Plaintiffs' failure to initiate their administrative claim and receive a final determination of that claim before filing this action is fatal. This case was originally filed in state court on April 30, 2020, then removed to this Court on September 8, 2020. (See Notice of Removal, Doc. 1.) Plaintiffs did not file an administrative claim with the Department of Health and Human Services until either September 18 or September 24, 2020. (Torres Dec., Doc. 21-1, Pg. ID 389; Poster Dec., Doc. 40-1, Pg. ID 909.) "[C]ourts generally do not allow plaintiffs to attempt to cure an exhaustion deficiency while a claim is already pending before a federal court." Elmore v. Harris, No. 2:18-cv-2608, 2018 U.S. Dist. LEXIS 219277, at *2 (W.D. Tenn. Oct. 3, 2019) (citing Edwards v. District of Columbia, 616 F.Supp.2d 112,117 (D.D.C. 2009)). Though Plaintiffs maintain that their claim is now procedurally exhausted (Memorandum in Opposition to Motion to Dismiss, Doc. 40), the conclusion remains the same. See Darwish v. Pompeo, 18-cv-01370, 2022 U.S. Dist. LEXIS 49706, at *13 (W.D.N.Y. March 21, 2022) ("When the exhaustion requirement is not met, the plaintiffs claims must be dismissed even when FTCA claims become administratively exhausted while the lawsuit is pending."). Plaintiffs did not properly exhaust their administrative remedies before filing this suit.

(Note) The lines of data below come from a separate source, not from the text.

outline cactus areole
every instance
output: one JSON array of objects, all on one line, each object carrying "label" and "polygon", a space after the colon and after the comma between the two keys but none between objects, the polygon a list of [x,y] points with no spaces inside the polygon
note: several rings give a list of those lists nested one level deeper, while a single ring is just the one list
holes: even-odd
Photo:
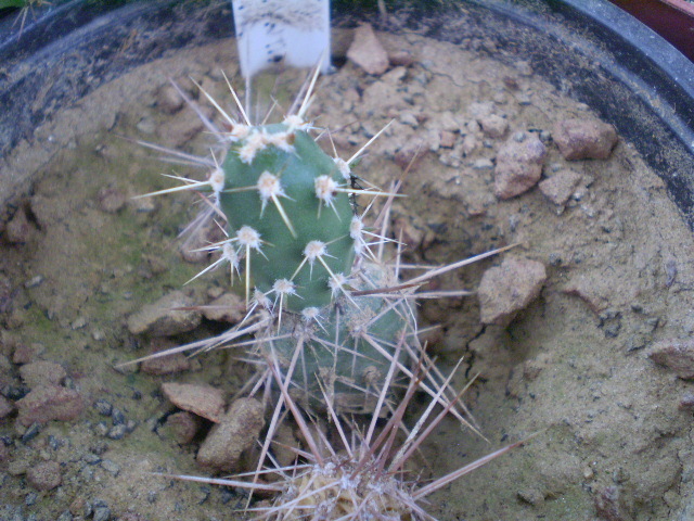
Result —
[{"label": "cactus areole", "polygon": [[329,304],[355,259],[349,174],[291,124],[230,135],[218,198],[250,284],[290,312]]}]

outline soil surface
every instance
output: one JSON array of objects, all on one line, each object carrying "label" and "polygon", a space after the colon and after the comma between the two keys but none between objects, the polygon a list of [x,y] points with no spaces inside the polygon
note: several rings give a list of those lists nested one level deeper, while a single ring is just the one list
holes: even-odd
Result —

"A court may consider exhibits attached to the complaint. .. and to [the] defendant's motion to dismiss, so long as they are referred to in the complaint and are central to the claims contained therein, without converting the motion to one for summary judgment." Gavitt v. Born, 835 F.3d 623, 640 (6th Cir. 2014). These exhibits attached to the motion to dismiss briefings are central to the claims at issue because the exhaustion of administrative remedies is a precondition to filing suit in this Court. Thus, the Court may properly consider these declarations in this order.

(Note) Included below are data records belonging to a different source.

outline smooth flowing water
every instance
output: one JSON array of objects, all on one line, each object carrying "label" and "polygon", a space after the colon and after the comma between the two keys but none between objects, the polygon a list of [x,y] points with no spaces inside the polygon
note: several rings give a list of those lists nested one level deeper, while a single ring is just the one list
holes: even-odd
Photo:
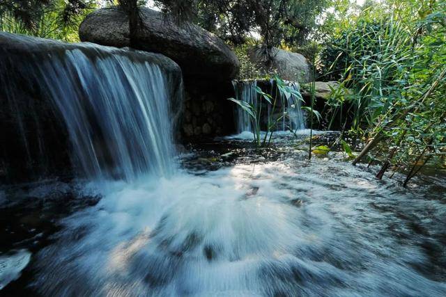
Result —
[{"label": "smooth flowing water", "polygon": [[[270,88],[274,86],[274,80],[270,80]],[[295,90],[299,90],[299,86],[295,82],[286,82],[288,86]],[[258,86],[257,81],[233,81],[234,92],[236,93],[236,99],[243,101],[249,104],[254,106],[256,109],[259,107],[259,104],[261,102],[266,102],[264,99],[261,99],[259,95],[256,91]],[[275,96],[276,91],[271,90],[263,90],[266,93],[271,93],[272,95]],[[277,131],[295,131],[301,130],[305,128],[305,120],[301,109],[301,102],[298,99],[295,99],[291,96],[286,98],[284,94],[280,94],[277,92],[278,99],[275,111],[272,110],[271,105],[268,104],[266,109],[263,111],[261,122],[268,122],[267,119],[271,117],[272,120],[275,120],[279,117],[282,119],[278,122],[275,127]],[[264,104],[265,105],[265,104]],[[274,113],[274,114],[272,114]],[[243,132],[252,132],[251,118],[249,115],[239,106],[236,108],[236,134],[240,134]]]},{"label": "smooth flowing water", "polygon": [[444,296],[440,182],[406,190],[341,161],[284,159],[91,184],[102,199],[63,221],[34,285],[44,295]]},{"label": "smooth flowing water", "polygon": [[39,70],[87,176],[171,173],[170,87],[160,67],[117,55],[92,61],[75,49]]}]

Plaintiffs alternatively argue that permitting them to amend their Complaint would cure any deficiency created by the premature filing of this case. (Memorandum in Opposition to Motion to Dismiss, Doc. 40, Pg. ID 898-99.) "[A]s a general rule, a premature complaint cannot be cured through amendment, but instead, [the] plaintiff must file a new suit." Duplan v. Harper, 188 F.3d 1195,1199 (10th Cir. 1999) (citing Sparrow v. USPS, 825 F.Supp. 252, 254-55 (E.D. Cal. 1993)). That is to say, "the failure to exhaust administrative remedies prior to filing suit cannot be remedied by amending the complaint at a later date." Edwards, 616 F.Supp.2d at 117. "Allowing claimants generally to bring suit under the FTCA before exhausting their administrative remedies and to cure the [] defect by filing an amended complaint would render the exhaustion requirement meaningless and impose an unnecessary burden on the judicial system." Elmore, 2018 U.S. Dist. LEXIS 219277, at *2 (quoting Duplan, 188 F.3d at 1199).

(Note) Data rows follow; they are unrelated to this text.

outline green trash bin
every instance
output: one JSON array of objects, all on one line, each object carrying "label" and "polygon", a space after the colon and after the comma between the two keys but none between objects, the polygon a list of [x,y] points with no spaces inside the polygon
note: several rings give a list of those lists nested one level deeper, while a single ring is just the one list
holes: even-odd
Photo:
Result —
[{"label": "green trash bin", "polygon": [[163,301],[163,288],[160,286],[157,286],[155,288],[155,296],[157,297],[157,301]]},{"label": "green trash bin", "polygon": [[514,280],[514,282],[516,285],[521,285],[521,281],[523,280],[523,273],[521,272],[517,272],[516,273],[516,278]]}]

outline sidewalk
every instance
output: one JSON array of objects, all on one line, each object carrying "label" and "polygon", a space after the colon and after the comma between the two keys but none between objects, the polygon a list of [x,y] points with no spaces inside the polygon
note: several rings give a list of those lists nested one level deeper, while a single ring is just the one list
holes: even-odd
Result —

Nevertheless, Plaintiffs maintain that this case has unique circumstances that should permit an amended complaint to constitute a new action. To support their argument, Plaintiffs cite to cases outside of the Sixth Circuit wherein a "complaint had been filed without alleging any FTCA claims, and the plaintiff amended their complaint to allege FTCA claims for the first time after exhaustion had been achieved." (Memorandum in Opposition to Motion to Dismiss, Doc. 40, Pg. ID 900-01.) Of course, in describing those cases, Plaintiffs demonstrate how they are distinguishable from the one at hand. Plaintiffs' Proposed First Amended Complaint does not, for the first time, raise allegations forming the basis of a FTCA claim, because the original Complaint bring claims covered by the FTCA. (See Complaint, Doc. 13.) Thus, amending the Complaint would not excuse Plaintiffs' failure to exhaust their administrative claim.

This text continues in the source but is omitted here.